Личным мужеством отличался и сам Гвидо де Джорджио. Буквально через пару дней после окончания Второй мировой войны он не только имел мужество написать ехидный памфлет, направленный против нового режима, установившегося после "освобождения" Италии под названием "Республика негодяев", но и попытался опубликовать его. Редчайший случай для человека, крайне равнодушно относившегося к судьбе своих произведений. Он даже лично обошел несколько издательств, но, естественно, в отличие от него, редакторы струсили и работа не была опубликована.

Под конец своей жизни Гвидо де Джорджио поселился в заброшенном доме священника в Девилья Монтальдо, тихом горном местечке недалеко от Пьемонта, где и прожил до самой своей кончины (27 декабря 1957 г.) в полном уединении. "Всем своим сердцем, на протяжение всей жизни он искал бескрайние горизонты. Он вверил горам свою жажду величия и мученичества. Он встретил Бога, овеянный могучим дыханием христианской молитвы" - так помянула его Церковь.

Скажем несколько слов о его книге "Римская Традиция". В отличие от того же Генона и Эволы, де Джорджио до конца своей жизни сохранил верность католичеству. Признавая превосходство единой Исконной Традиции над временными ее воплощениями, он искал ее живой дух не в экзотических странах и культах, но в своей родной, римской традиции. По его мнению, именно этот дух позволил Риму стать сначала центром языческого поклонения древним богам, прежде всего, специфически римскому богу, Януса, а затем воспринять Христа, став провозвестником обновления мира под знаком "новой" религии. Эвола воспринял это как некое "ведантизированное христианство", с чем, видимо, и связана его причудливая оценка де Джорджио.

Книга разбита на четыре части: первая называется "Божественный цикл" (включающая главы: "Безмолвие", "Ритмы", "Формы", "Исконная Традиция") и на мой взгляд (как человека лишенного всякой поэтической жилки) просто не переводима. Это не столько текст, доступный некоему осмыслению, сколько молитва, мантра, в том смысле, что значение имеет не только и не столько содержание, сколько звучание произносимого текста. В этой части де Джорджио пытается сделать невозможное, "выразить невыразимое", как единодушно оценивают это все пишущие о нем авторы.

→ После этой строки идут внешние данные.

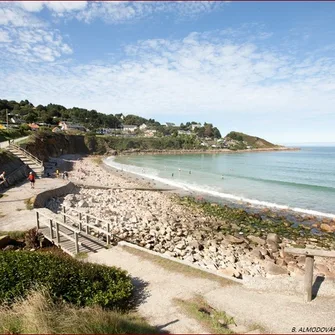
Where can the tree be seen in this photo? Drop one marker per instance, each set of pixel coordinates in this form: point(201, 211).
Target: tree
point(216, 133)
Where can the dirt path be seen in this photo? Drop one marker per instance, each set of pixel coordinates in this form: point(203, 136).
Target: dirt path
point(13, 211)
point(274, 311)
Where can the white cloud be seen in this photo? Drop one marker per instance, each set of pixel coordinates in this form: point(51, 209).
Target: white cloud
point(196, 76)
point(4, 37)
point(24, 38)
point(56, 6)
point(120, 11)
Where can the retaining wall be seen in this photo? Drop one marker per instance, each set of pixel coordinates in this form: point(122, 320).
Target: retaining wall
point(42, 198)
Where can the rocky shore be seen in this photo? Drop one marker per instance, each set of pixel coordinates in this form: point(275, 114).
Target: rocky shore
point(195, 151)
point(157, 221)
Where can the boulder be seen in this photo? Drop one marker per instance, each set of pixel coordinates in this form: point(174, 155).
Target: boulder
point(273, 269)
point(234, 240)
point(327, 228)
point(4, 241)
point(230, 271)
point(256, 239)
point(272, 237)
point(82, 203)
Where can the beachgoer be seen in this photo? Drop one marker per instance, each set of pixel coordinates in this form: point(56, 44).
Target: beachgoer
point(2, 176)
point(31, 178)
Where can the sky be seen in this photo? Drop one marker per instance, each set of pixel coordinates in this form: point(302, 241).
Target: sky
point(263, 68)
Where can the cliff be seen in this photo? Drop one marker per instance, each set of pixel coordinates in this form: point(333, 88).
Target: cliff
point(239, 141)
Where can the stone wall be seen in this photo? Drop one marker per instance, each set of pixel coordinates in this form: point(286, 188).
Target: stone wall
point(15, 169)
point(42, 198)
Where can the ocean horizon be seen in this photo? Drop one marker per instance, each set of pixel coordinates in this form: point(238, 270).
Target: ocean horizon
point(302, 181)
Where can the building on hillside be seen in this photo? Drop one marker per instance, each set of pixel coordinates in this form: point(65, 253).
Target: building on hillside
point(33, 126)
point(196, 125)
point(119, 116)
point(169, 124)
point(127, 128)
point(67, 126)
point(16, 120)
point(150, 133)
point(184, 132)
point(143, 126)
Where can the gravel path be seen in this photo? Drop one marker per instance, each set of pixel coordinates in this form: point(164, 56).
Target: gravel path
point(13, 211)
point(274, 312)
point(276, 305)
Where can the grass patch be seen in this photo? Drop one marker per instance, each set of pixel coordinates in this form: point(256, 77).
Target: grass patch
point(29, 203)
point(15, 234)
point(97, 160)
point(81, 255)
point(216, 322)
point(177, 267)
point(38, 314)
point(65, 278)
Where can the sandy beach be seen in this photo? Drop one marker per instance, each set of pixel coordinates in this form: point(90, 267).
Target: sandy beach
point(153, 219)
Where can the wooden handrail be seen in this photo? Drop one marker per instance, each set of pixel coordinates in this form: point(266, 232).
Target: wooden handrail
point(27, 153)
point(310, 252)
point(91, 216)
point(75, 230)
point(86, 223)
point(309, 263)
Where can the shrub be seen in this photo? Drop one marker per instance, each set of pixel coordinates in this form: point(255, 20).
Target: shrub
point(83, 284)
point(38, 314)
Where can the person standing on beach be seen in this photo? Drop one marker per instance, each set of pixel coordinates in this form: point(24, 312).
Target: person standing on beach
point(31, 178)
point(2, 176)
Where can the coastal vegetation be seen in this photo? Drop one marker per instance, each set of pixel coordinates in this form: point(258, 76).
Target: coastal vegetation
point(64, 278)
point(24, 113)
point(239, 141)
point(38, 313)
point(216, 322)
point(239, 221)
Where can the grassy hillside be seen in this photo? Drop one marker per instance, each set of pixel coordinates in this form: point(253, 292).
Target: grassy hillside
point(236, 140)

Вторая часть "Устройство традиционного общества" (главы: "Жрецы", "Воины, "Рабочие", "Вождь") достаточно привычно излагает уже знакомые по книгам Генона (например, "Царство количества и знамения времени" и Эволы ("Восстание против современного мира") принципы построения традиционного мира.

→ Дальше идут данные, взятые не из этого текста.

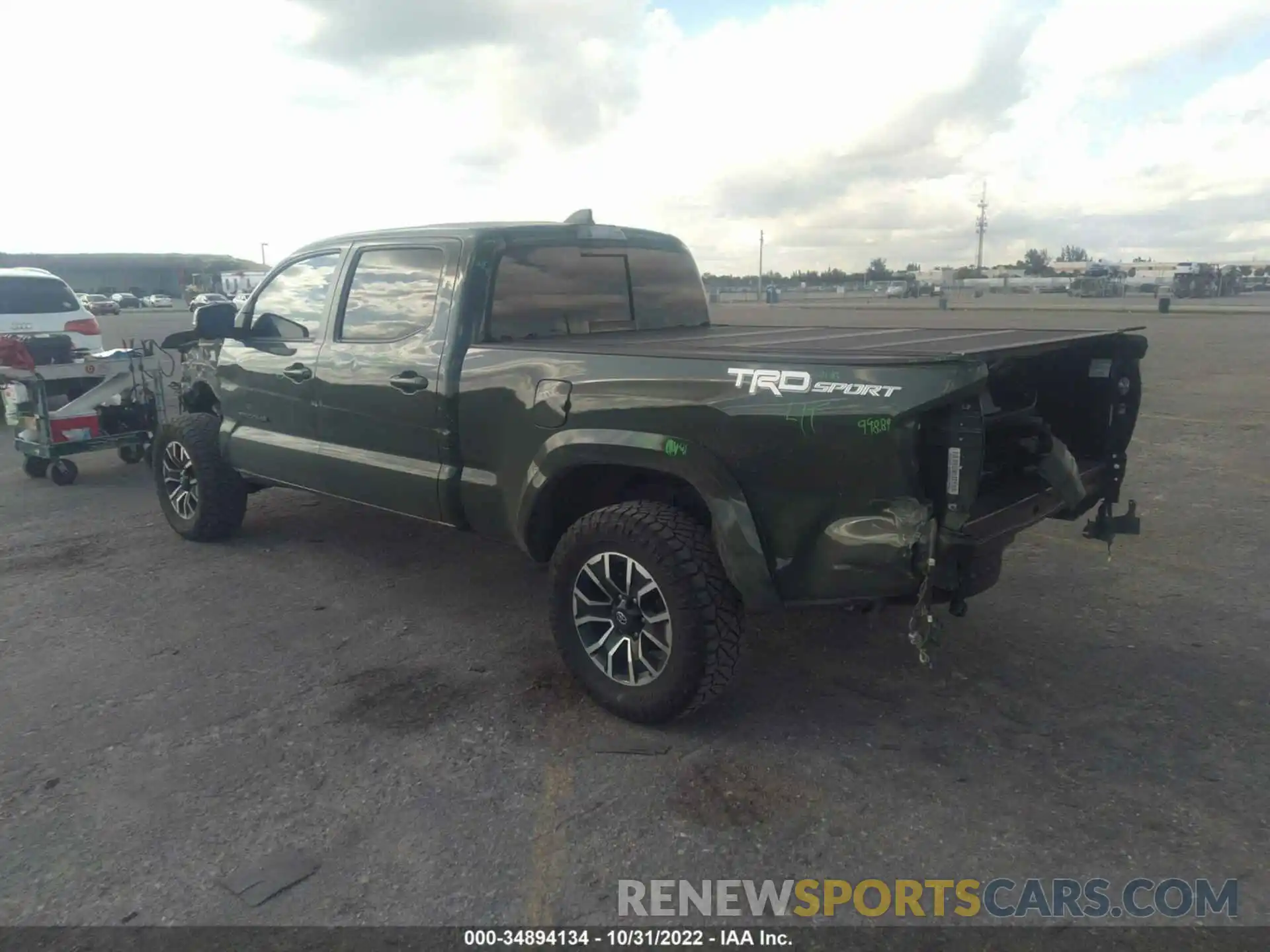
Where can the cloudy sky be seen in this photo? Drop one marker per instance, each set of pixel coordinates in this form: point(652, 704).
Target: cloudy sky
point(843, 128)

Третья часть "Священный дух римского мира", как следует из самого названия посвящена непосредственно римской традиции (главы: "Римская Традиция", "Двуликий символ Януса и тайное имя Рима", "Сиятельная эмблема могущества: Ликторская Фасция", "Деятельное восполнение божественной полноты: Крест", "Огонь Весты и таинство вечного преображения").

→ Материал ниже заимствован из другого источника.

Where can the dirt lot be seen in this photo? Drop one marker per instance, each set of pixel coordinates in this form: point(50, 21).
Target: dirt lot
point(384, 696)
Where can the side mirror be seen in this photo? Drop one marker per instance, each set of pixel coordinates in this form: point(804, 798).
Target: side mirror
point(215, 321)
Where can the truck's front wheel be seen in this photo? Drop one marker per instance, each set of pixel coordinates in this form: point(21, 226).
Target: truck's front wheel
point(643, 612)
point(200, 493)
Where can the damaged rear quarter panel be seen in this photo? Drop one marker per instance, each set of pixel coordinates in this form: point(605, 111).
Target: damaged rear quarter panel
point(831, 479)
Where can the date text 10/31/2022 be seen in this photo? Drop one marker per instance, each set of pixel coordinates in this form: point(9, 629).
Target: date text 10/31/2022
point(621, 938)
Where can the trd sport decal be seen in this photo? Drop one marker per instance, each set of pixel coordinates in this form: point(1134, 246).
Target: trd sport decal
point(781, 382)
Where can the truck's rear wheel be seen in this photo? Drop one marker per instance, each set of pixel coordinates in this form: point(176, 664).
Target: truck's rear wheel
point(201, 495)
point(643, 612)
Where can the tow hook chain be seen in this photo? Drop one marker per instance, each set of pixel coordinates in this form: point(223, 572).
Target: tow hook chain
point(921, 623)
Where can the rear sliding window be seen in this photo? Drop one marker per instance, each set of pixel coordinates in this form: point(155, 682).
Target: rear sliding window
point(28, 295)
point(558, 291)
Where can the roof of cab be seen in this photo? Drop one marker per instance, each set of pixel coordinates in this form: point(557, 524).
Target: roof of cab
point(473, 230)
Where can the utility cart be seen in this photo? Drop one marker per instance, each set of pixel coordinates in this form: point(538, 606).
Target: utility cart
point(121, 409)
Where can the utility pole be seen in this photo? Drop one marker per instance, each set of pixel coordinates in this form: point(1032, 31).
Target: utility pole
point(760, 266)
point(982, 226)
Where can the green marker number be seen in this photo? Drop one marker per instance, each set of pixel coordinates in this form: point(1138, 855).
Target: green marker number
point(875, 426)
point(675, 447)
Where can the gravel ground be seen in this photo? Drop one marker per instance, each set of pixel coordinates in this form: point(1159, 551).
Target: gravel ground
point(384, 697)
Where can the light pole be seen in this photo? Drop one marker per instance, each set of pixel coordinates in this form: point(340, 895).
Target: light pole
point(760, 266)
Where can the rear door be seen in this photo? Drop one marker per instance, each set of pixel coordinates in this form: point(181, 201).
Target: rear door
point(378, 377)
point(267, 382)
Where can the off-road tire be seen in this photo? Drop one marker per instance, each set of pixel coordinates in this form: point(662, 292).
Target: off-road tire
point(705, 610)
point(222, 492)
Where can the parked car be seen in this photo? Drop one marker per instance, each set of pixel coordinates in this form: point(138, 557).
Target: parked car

Часть четвёртая, вероятно, вызовет наибольшее недоумение читателей благодаря своему названию "Фасциация Европы и мира" (главы: "Человеческий предрассудок", "Моральный предрассудок", "Научный предрассудок", "Эстетический предрассудок", "Прогрессивный предрассудок", "Философский предрассудок", "Псевдомистические отклонения", "Эгоальтрустическое заблуждение и вырождение учреждений", "Данте и священная вершина Римской Традиции").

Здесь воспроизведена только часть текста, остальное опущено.